Le camp Sarkozy a lancé une violente offensive contre le maire de Pau et son soutien à Alain Juppé pour la primaire. De quoi placer au centre du jeu François Bayrou, qui observe la situation en se pourléchant les babines. Car s’il s’est pour l’instant rangé derrière le maire de Bordeaux, le patron du MoDem n’a renoncé à rien…
C’est une spécialité toute sarkoziste. Quand on est en campagne, il faut régulièrement agiter un nouveau chiffon rouge pour être au centre du débat. Et en ce moment, le chiffon s’appelle François Bayrou ! Certes, cela fait plusieurs années que Nicolas Sarkozy règle ses comptes en public avec le maire de Pau, coupable d’avoir voté pour François Hollande en 2012 et de soutenir Alain Juppé aujourd’hui. Mais ces derniers jours, l’ancien président lui a réservé un traitement aux petits oignons. Jeudi dernier sur Europe 1, il lui a intimé de « respecter la règle de la primaire » – autrement dit, de soutenir le vainqueur, même si ce n’est pas Juppé. Dimanche, 165 sarkozistes ont embrayé en publiant dans le JDD une tribune saignante pour fustiger « le retour opportuniste de François Bayrou » qui, selon eux, « négocie des circonscriptions » pour « soumettre la future majorité à ses propres idées, éloignées d’une alternance franche et claire ».
Pour Nicolas Sarkozy, l’assaut sur Bayrou s’inscrit dans la droite ligne de l’objectif qu’il poursuit depuis le début de sa campagne : exciter ses troupes pour les surmobiliser. Après les Gaulois et les référendums, voici donc la séquence Bayrou, érigé en épouvantail devant des militants remontés à bloc qui ne demandent qu’à le déchiqueter. « C’est formidable, le citer en meeting est vraiment le truc qui marche le mieux », se réjouissait récemment le néo-sarkoziste François Baroin, cité par L’Express. Un argumentaire circule chez les lieutenants de l’ancien chef de l’Etat pour démontrer pourquoi « Bayrou, depuis le départ, est avec la gauche », comme le martèle l’un d’entre eux. Les sarkozistes sont allés jusqu’à déterrer le vote par Bayrou d’une motion de censure du PS contre… le gouvernement Villepin, en 2006 !

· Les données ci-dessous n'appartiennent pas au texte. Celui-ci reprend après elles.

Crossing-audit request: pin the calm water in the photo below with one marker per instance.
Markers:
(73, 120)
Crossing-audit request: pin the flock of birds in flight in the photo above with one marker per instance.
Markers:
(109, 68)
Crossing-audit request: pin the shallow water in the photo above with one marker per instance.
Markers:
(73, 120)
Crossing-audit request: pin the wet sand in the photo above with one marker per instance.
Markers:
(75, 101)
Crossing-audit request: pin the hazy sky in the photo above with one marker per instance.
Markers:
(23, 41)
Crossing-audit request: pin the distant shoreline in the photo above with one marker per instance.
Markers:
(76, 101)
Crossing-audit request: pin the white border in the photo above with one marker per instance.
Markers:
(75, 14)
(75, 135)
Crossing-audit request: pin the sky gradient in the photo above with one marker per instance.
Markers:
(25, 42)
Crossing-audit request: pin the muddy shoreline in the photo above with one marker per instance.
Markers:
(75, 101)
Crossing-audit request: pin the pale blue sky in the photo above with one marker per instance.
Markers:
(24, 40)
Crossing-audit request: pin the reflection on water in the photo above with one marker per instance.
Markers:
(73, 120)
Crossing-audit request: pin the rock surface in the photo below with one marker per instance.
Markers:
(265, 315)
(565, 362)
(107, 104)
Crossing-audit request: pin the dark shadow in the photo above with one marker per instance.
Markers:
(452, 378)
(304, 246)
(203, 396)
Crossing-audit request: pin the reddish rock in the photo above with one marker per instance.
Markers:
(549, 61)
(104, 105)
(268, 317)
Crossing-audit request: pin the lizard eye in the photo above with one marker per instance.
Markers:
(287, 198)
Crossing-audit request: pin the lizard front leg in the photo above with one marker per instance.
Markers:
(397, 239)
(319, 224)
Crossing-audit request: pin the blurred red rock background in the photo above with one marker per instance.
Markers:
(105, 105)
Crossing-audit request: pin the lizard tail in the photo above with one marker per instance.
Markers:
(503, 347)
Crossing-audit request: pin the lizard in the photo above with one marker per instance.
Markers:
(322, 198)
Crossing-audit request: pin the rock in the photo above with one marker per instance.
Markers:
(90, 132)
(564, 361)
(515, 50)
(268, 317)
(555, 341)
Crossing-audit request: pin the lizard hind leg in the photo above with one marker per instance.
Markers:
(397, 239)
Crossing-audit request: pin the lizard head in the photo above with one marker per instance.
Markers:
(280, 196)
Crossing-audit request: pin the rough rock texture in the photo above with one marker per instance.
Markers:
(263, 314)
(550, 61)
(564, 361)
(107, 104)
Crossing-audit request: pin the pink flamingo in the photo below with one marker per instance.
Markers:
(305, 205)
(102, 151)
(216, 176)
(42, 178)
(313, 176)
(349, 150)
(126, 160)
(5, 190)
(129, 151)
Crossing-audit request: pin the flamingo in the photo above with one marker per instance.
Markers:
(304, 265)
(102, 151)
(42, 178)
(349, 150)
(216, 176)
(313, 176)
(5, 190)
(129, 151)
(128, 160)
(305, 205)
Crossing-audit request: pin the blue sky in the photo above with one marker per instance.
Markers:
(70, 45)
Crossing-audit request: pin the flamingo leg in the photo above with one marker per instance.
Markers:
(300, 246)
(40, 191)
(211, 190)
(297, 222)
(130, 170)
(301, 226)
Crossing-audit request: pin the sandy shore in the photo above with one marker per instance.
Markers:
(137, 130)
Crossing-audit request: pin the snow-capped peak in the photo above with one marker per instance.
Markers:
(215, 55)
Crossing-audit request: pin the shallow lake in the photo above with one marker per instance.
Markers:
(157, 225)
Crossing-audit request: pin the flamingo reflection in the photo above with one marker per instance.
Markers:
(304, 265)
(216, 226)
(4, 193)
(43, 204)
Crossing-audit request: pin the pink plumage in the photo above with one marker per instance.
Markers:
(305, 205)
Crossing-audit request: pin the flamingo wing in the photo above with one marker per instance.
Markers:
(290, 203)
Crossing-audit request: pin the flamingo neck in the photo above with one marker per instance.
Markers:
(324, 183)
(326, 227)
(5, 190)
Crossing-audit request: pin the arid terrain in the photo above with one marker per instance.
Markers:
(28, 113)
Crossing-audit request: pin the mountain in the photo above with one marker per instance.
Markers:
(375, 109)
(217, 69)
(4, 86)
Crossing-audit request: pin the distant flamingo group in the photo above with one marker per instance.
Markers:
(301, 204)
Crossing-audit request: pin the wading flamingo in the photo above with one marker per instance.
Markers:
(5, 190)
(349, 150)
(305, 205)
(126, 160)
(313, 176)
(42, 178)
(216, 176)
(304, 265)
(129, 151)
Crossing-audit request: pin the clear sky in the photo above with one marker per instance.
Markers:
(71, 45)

Le but est bien d’en faire un sparadrap pour Alain Juppé qui, pour l’instant, assume parfaitement le soutien du Béarnais. « Cette espèce d’obsession anti-Bayrou, ça commence à bien faire », a même tonné le maire de Bordeaux sur France Inter ce mardi. Tout en prenant le soin de rappeler qu’il n’a « pas approuvé le choix de François Bayrou en 2012 », Juppé juge que Bayrou est aujourd’hui « clairement en faveur de l’alternance ». Conclusion : « On ne va pas continuer à excommunier les uns et les autres. »
Excommunié ou pas, François Bayrou riposte tant qu’il peut, en profitant de l’exposition médiatique que lui offrent les attaques sarkozistes. « Responsable de l’entrée de François Hollande à l’Elysée, il n’y en a qu’un, il s’appelle Nicolas Sarkozy », a-t-il riposté lundi sur BFMTV. En privé, le maire de Pau exulte. Alors qu’il n’est même pas candidat à la primaire, voilà que cette polémique le met au centre du jeu, précisément ce qu’il cherche en vue de 2017. « La situation est intéressante », confiait-il avec gourmandise la semaine dernière.
Bayrou ne fait pas campagne avec Juppé et n’ira même pas voter à la primaire. Preuve que son soutien reste distancié. Il faut dire qu’en petit comité, il ne s’est jamais montré optimiste sur les chances de son voisin bordelais. Pour lui, « la primaire est un accélérateur de passions » qu’il juge « défavorable » à Juppé, guetté par le risque d’être « cornerisé ». Et puis, « les thématiques que pousse Nicolas Sarkozy sont celles qui intéressent les électeurs de la primaire », observe-t-il, non sans sous-entendus. Car si son ennemi s’impose en novembre, François Bayrou compte bien être celui qui se posera en rempart modéré face à la dérive droitière de l’ancien chef de l’Etat.
L’homme a les yeux rivés sur des sondages flatteurs : il est la troisième personnalité politique la plus populaire dans le dernier baromètre Ipsos/Le Point, comme dans la dernière enquête d’Odoxa pour la presse régionale. Le problème, c’est qu’il est bien seul à la tête de ce qui reste du MoDem : plus un seul député ne le soutient. Et un certain Emmanuel Macron vient le concurrencer dangereusement sur son terrain du centrisme anti-système. Preuve qu’il reste encore des embûches sur le chemin d’une quatrième candidature à la présidentielle.